The 1983 Ford Thunderbird, at a steady 50 miles an hour on the road, requires 6.2 horsepower. In contrast, the 1982 T-bird it replaces requires 12.
Obviously aerodynamic horsepower, as it is called, does not yield fuel-economy gains equal to the reduction in required horsepower at that highway speed. But even though the weight reduction in the coming Thunderbird is small - less than 100 pounds - the gain in fuel economy should be in the area of 10 to 15 percent.
And that gain will be almost completely the result of shape and styling. When engineers here are measuring gains in fuel economy in teaspoonfuls per tank, as they are now, that's a whopping increase.
Indeed, dramatic improvements are coming in fuel economy from a virtually unexpected quarter: styling.
Automotive executives have talked for decades about how important styling is. Now some strong and truly impressive gains in miles per gallon are being designed into cars by making them more aerodynamic so they're slicker as they move through the air.
The key to understanding aerodynamic drag lies in understanding that any object moving through the air - car, airplane, or brick - encounters resistance from the air. Certainly the larger the object, the more drag.

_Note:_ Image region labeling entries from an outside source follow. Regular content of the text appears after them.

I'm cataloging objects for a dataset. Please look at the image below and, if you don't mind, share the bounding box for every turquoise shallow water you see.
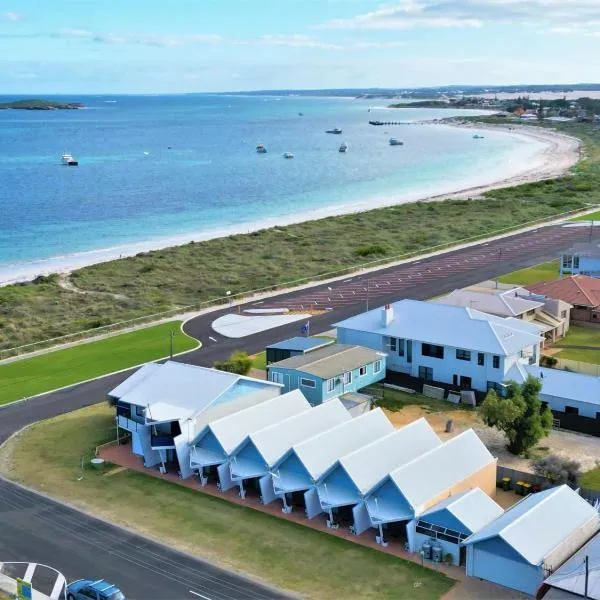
[0,96,539,281]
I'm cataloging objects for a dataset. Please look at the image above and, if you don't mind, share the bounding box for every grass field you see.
[0,321,198,404]
[554,325,600,365]
[0,405,453,600]
[0,119,600,349]
[498,260,560,285]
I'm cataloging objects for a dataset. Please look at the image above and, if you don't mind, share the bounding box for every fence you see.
[0,205,600,360]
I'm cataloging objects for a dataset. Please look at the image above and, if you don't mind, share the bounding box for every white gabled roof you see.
[205,390,311,454]
[419,488,504,533]
[334,300,542,356]
[464,485,599,565]
[248,399,352,466]
[338,418,442,494]
[390,429,496,514]
[284,408,394,480]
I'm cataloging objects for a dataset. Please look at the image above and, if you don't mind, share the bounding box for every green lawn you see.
[571,211,600,221]
[0,321,198,404]
[498,260,560,285]
[0,404,453,600]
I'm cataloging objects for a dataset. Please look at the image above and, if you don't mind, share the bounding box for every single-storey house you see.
[414,488,504,565]
[560,242,600,277]
[108,361,282,479]
[266,336,334,365]
[335,300,542,394]
[267,344,386,406]
[190,390,311,491]
[431,282,573,342]
[316,418,442,535]
[271,410,394,519]
[538,534,600,600]
[365,429,497,552]
[527,275,600,325]
[463,485,600,595]
[229,399,352,504]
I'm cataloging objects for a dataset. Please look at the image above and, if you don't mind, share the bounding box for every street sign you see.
[17,577,32,600]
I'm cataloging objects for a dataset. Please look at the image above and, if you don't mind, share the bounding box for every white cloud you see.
[316,0,600,30]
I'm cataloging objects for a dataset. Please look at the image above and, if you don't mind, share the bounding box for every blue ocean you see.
[0,95,539,281]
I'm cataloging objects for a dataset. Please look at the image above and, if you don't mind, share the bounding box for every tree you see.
[533,455,581,487]
[481,375,552,454]
[213,351,252,375]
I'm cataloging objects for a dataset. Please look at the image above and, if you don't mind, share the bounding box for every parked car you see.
[67,579,127,600]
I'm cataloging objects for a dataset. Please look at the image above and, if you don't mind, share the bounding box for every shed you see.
[317,418,442,534]
[230,400,352,504]
[271,408,394,519]
[365,429,496,550]
[266,336,335,365]
[464,485,600,595]
[190,390,310,490]
[414,488,504,565]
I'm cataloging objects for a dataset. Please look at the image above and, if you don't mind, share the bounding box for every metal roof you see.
[194,390,311,454]
[420,488,504,533]
[464,485,599,566]
[332,418,442,494]
[544,534,600,600]
[335,300,541,356]
[267,344,384,379]
[109,361,281,421]
[276,408,394,480]
[267,337,334,352]
[241,399,352,467]
[377,429,496,514]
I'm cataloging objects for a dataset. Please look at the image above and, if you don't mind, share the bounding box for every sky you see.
[0,0,600,94]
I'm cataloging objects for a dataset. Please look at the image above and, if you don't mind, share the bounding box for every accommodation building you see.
[414,488,504,565]
[271,408,394,519]
[229,399,352,504]
[336,300,542,393]
[538,534,600,600]
[267,344,386,406]
[190,390,310,491]
[560,242,600,277]
[432,282,573,342]
[108,361,282,478]
[463,485,600,595]
[266,337,334,365]
[365,429,497,551]
[527,275,600,325]
[316,418,442,534]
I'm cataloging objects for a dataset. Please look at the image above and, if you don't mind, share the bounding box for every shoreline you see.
[0,122,581,286]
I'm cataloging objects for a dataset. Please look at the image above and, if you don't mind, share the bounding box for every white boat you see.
[61,152,79,167]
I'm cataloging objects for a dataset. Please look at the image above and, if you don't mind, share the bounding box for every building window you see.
[419,367,433,381]
[269,371,283,383]
[421,344,444,358]
[456,348,471,360]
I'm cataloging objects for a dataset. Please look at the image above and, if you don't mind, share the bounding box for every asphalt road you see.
[0,221,600,600]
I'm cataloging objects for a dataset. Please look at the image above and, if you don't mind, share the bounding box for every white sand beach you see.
[0,123,581,285]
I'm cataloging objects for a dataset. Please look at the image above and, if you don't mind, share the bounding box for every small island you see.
[0,100,84,110]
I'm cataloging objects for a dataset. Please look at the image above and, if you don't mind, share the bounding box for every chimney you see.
[381,304,394,327]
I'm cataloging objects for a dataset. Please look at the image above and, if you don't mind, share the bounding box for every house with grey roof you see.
[335,300,543,394]
[267,344,386,406]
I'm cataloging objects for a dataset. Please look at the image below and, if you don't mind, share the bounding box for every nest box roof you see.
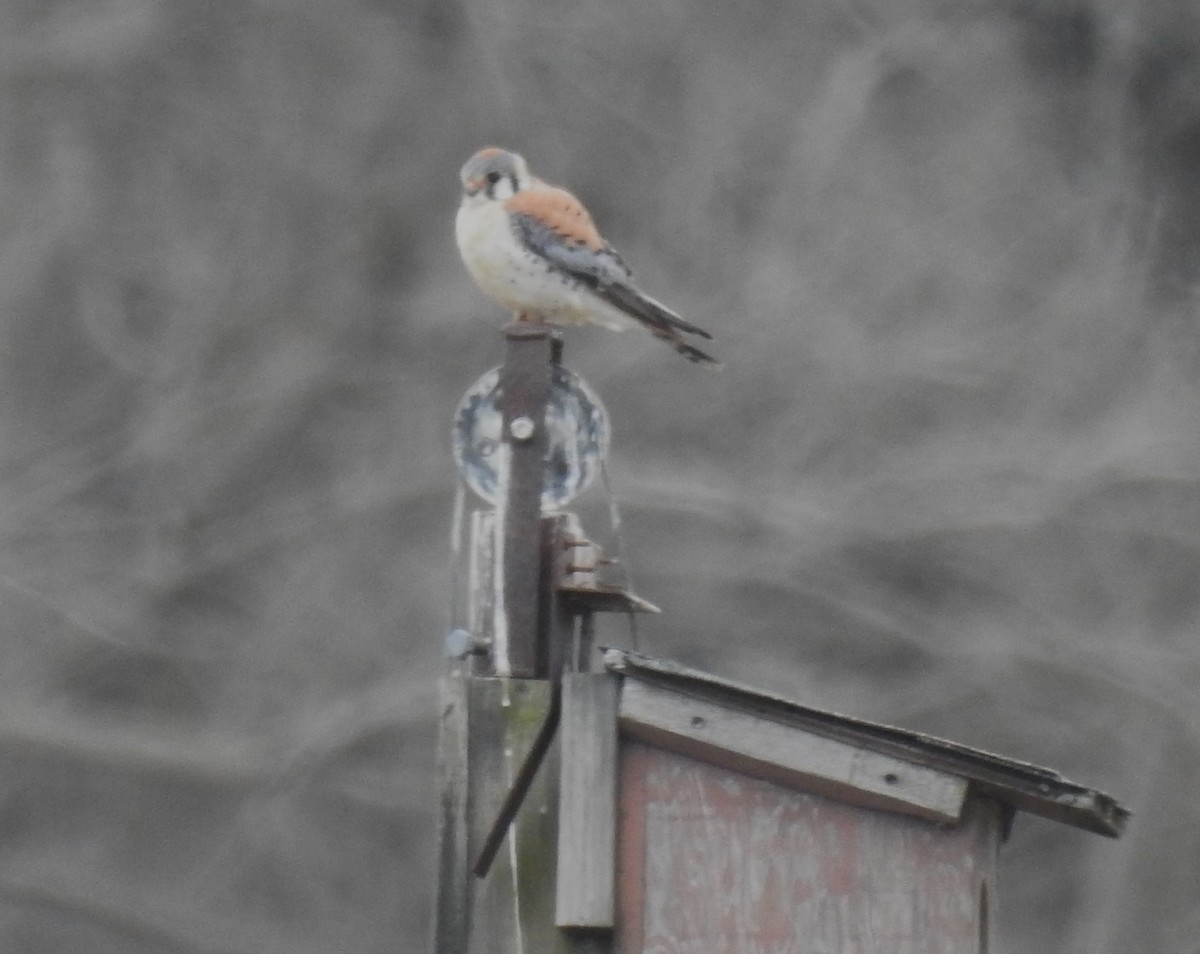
[604,649,1129,838]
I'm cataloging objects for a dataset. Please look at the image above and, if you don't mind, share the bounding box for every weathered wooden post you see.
[434,325,1129,954]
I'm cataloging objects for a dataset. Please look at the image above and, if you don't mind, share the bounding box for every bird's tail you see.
[647,325,724,371]
[599,284,721,367]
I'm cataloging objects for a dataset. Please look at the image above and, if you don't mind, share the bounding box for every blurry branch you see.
[0,677,434,804]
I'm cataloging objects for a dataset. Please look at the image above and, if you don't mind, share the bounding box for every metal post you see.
[494,323,560,679]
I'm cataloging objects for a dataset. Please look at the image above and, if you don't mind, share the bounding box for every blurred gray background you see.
[0,0,1200,954]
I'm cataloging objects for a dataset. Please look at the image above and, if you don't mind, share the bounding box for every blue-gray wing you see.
[512,215,713,345]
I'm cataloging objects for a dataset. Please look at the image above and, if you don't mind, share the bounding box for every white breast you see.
[455,196,631,330]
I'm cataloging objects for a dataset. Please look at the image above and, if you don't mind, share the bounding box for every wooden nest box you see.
[434,329,1129,954]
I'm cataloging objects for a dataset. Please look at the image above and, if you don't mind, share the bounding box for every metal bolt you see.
[509,418,535,442]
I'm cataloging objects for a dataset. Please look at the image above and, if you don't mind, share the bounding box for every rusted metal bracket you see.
[472,322,659,877]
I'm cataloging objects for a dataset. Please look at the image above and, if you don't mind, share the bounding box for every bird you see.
[455,146,720,367]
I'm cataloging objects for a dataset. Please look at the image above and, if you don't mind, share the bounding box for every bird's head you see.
[460,148,530,202]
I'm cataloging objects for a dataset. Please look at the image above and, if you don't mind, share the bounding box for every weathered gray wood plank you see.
[465,678,569,954]
[433,671,470,954]
[554,673,620,929]
[620,679,967,823]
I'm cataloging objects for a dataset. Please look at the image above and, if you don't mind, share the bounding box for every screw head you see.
[509,416,536,442]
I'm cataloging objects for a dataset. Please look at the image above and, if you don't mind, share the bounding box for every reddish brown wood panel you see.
[617,740,998,954]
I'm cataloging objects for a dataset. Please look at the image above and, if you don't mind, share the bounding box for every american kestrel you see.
[455,149,716,365]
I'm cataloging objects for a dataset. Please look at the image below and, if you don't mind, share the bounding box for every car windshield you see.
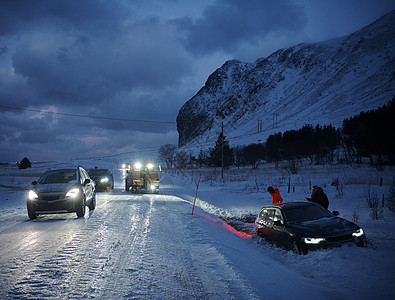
[88,169,109,176]
[283,205,332,223]
[38,169,77,184]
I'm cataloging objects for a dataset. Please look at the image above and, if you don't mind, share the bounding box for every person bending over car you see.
[306,185,329,209]
[267,186,283,204]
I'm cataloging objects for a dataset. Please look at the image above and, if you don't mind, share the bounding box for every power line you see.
[0,105,175,124]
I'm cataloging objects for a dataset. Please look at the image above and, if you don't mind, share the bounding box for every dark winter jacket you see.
[270,188,283,204]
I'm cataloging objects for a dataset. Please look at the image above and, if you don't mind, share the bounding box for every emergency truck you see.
[121,162,162,194]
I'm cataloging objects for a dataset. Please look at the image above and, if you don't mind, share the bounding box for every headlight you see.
[304,238,325,245]
[66,188,80,198]
[28,190,38,200]
[352,228,363,237]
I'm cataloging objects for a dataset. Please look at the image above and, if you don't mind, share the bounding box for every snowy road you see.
[0,172,390,299]
[0,190,254,299]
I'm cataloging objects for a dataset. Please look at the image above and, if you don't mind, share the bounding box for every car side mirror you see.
[273,220,283,226]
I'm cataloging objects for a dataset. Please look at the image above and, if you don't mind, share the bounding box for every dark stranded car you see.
[27,167,96,219]
[88,168,114,192]
[255,201,366,254]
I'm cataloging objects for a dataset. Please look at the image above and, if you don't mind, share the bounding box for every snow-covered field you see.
[0,157,395,299]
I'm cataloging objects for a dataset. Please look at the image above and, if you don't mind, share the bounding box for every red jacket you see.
[270,188,283,204]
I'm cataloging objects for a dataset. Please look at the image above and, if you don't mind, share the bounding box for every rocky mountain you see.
[177,11,395,148]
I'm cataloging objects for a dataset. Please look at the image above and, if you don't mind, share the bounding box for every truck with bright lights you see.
[121,162,161,194]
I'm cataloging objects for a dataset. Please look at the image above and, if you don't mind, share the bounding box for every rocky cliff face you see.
[177,11,395,146]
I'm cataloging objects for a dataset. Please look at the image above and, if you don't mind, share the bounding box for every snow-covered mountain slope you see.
[177,11,395,147]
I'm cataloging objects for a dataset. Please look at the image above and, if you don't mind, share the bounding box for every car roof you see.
[262,201,317,210]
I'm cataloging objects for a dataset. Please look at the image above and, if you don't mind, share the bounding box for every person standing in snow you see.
[267,186,283,204]
[306,185,329,209]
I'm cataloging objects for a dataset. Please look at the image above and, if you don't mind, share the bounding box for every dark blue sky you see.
[0,0,395,162]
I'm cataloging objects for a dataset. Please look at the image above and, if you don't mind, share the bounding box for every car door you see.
[257,208,274,241]
[272,208,289,245]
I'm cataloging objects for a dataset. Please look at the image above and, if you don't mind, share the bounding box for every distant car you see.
[27,167,96,219]
[88,168,114,192]
[255,201,366,254]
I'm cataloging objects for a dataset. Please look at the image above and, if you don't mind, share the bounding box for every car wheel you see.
[27,205,37,220]
[76,197,86,218]
[89,193,96,210]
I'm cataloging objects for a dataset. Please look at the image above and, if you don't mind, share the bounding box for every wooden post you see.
[192,173,202,215]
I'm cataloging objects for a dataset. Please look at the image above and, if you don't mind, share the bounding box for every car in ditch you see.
[27,167,96,219]
[255,201,366,254]
[88,168,114,192]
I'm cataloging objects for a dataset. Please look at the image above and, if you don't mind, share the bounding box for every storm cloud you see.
[0,0,395,162]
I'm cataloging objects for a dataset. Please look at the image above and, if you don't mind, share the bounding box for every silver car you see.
[27,167,96,219]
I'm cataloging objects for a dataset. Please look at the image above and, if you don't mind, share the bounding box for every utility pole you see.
[221,121,224,180]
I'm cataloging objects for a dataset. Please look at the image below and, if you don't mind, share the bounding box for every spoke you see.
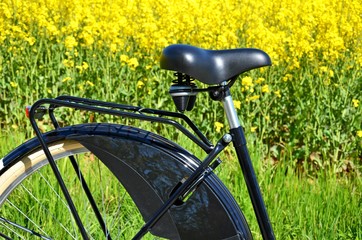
[0,217,51,240]
[0,221,25,239]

''You can make a brick aerodynamic if you handle the corners properly,'' says Jack Telnack, chief design executive for Ford Motor Company. He is only half joking.
An old example can be found on many breakfast tables. The conventional sugar cube, well under an inch on each side, will encounter about as much resistance when moving through the air as a vastly larger egg, assuming the egg is moving through the air with the large end first.
Interest in aerodynamics isn't new. Several years before the start of World War II Chrysler took a 1932 DeSoto and mounted the body backward on the chassis. The car normally had a top speed of 75 miles an hour, but mounted with the more aerodynamic rear forward it handily topped 80 miles an hour.
Even that comparison tells something. Today the emphasis is on fuel economy, whereas in the days before the energy crisis only top speed really mattered.
If an automaker were to repeat Chrysler's old work today, it would undoubtedly be criticized on grounds of safety. But the change in top speed illustrates how realistic aerodynamics really is.
In some ways aerodynamic changes on cars are obvious. The front air dam is one. It's the part, usually plastic, which is seen hanging below the front bumper of race cars. Today it's common on many cars.
The new hot-selling and strikingly designed Chevrolet Camaro and Pontiac Firebird, for example, have pronounced air dams.
Others are far more subtle. Take the mounting of side and rear windows, for instance. There's a major push on at all car manufacturers these days to mount the windows flush on the outside. That means that when you run your hands from metal to glass at the side or top, the glass is indented to the very minimum.
The change is tricky to see. But if you look closely and compare 1978 or '79 models with 1982 and '83 models, you'll notice it for sure.
At times the subtlety is almost subliminal, as in the Ford Escort. If you'll notice the line where the front end, just above the bumper, ends and the hood begins, you'll see that the hood has a pronounced bend forward.
When testing the Escort in a wind tunnel, Ford found that a real decrease in aerodynamic drag is possible by moving the front edge forward.